You can use sub-folders that match the identifiers of individual components, or a Shared sub-folder for assets used by multiple components. Note that this recommendation only applies when using the default configuration of the bundling support provided by Xperience and may be different for your project. See Bundle static assets of builder components.

CSS notes

  • Only use the specified directories to add basic styles that are required for the section to render correctly. Any site-specific styles that finalize the live site design should be handled separately within the given site’s main stylesheet.
  • To avoid potential conflicts between styles from other third-party components, we recommend adding a unique prefix to your CSS classes and identifiers (e.g., #CompanyName-mid-button), or use similar measures to ensure their uniqueness.
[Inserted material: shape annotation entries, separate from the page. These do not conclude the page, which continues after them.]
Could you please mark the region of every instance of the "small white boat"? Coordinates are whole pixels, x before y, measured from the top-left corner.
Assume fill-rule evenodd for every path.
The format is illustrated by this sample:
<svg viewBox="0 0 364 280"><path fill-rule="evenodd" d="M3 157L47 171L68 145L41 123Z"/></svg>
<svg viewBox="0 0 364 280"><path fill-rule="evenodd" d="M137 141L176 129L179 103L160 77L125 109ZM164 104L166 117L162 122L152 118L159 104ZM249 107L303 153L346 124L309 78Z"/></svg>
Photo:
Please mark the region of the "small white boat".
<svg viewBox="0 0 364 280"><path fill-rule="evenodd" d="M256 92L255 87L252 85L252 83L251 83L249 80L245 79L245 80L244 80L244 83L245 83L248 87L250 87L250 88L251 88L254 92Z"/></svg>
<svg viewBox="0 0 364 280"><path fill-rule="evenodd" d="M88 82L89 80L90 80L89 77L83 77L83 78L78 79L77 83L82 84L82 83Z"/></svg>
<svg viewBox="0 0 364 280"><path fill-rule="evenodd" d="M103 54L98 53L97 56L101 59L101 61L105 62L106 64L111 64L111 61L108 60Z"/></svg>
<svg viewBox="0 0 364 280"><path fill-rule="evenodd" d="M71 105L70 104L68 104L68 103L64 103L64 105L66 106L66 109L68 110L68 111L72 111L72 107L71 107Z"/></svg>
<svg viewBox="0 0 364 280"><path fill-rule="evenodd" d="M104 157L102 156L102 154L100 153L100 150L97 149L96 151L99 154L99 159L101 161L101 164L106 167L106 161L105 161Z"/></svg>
Initialize component scripts

In many cases, you will need to initialize your scripts from the views of form sections (for example if you need to call a function on page load or register an event listener). For most types of page or element events, you can use HTML Event Attributes of elements in your views.

For scripts that you want to run on page load, you need to consider the following:

  • The bundles containing your main scripts are added at the end of the HTML document’s body tag, so they are not available in the section code during the page load process. A solution is to run the initialization script during the DOMContentLoaded event.
  • Components may be added dynamically after the page is loaded. In this case, the DOMContentLoaded event has already occurred and will not fire again.

For example, the following script demonstrates how to reliably call a custom function on page load:

if (document.readyState === "loading") {
    // Calls the function during the 'DOMContentLoaded' event, after the HTML document has been completely loaded
    document.addEventListener("DOMContentLoaded", function () {
} else { 
    // Calls the function directly in cases where the component is rendered dynamically after 'DOMContentLoaded' has occurred

This approach ensures that the initialization script runs correctly when the form section is displayed on the live site, as well as in the Form Builder interface.

Note: Apart from initialization code, avoid linking or executing scripts directly within form section views – this could lead to duplicated scripts for forms that contain multiple sections of the same type, or on pages with multiple forms.